Monday, August 16, 2010

Jealousy is the Spur

To honor the launch of this blog, I wanted to begin with a project that epitomizes this particular time and place. It is high summer here in the Pacific Northwest, all sun-burnished grasses, sparkling lakes, and cool evergreen woods. It is the season that compensates for those other nine months of perpetual drizzle and leaden gray. So I cast about for a symbol of summer bounty. It had to be blackberries. They are everywhere, lining country roads, sprawling across patches of wasteland, and clinging to edges of forests. And although they are not strictly Northwest natives, having jostled their way into our ecosystems with their European bearers, they are now a dominant feature of our landscape. If you can't beat them, you might as well eat them!

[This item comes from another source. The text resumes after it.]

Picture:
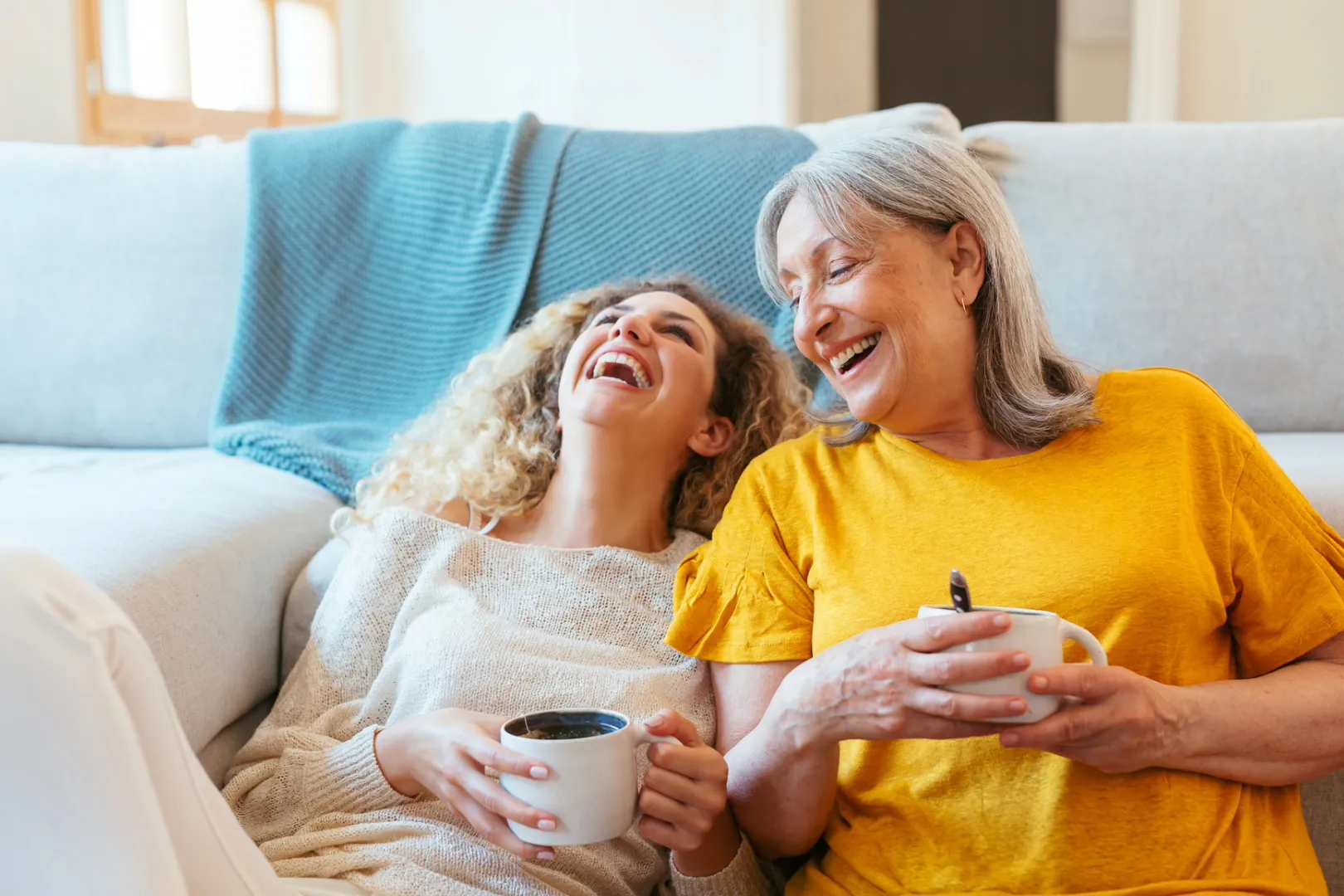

And so yesterday, after a bleary-eyed, ever so slightly hung-over start to the morning, I set out in search of the ubiquitous Himalayan blackberry. Alas, nature remained stubbornly uncooperative. The bulk of berries are were yet ripe and all I could capture, after a half hour of swearing at thorns and spiders, was a pitiful handful—hardly enough to adorn my breakfast granola.

Back to the drawing board, in this case the kitchen. I sat mulling over a suitable first project . . . something symbolic, something magnificent . . .

“Look at this, darling.” Mother came bustling over. “Look how well it rose.”

I glanced down as she held out a domed, sandy brown loaf. “That’s sourdough?” I asked, hoping it wasn’t.

“Yes! Impressive, isn’t it.”

“Fantastic.” I was seething inside, attempting to keep the jealously from my voice.

This is it. I thought. This is the bloody limit. I am the foodie in this family. I am the baker. I simply must make a better loaf than that! And just like that, fueled by envy and competitive zeal, I found my first project.

Then, with great effort I swallowed my pride and inquired with studied casualness. “So, uh, so which recipe did you use exactly?”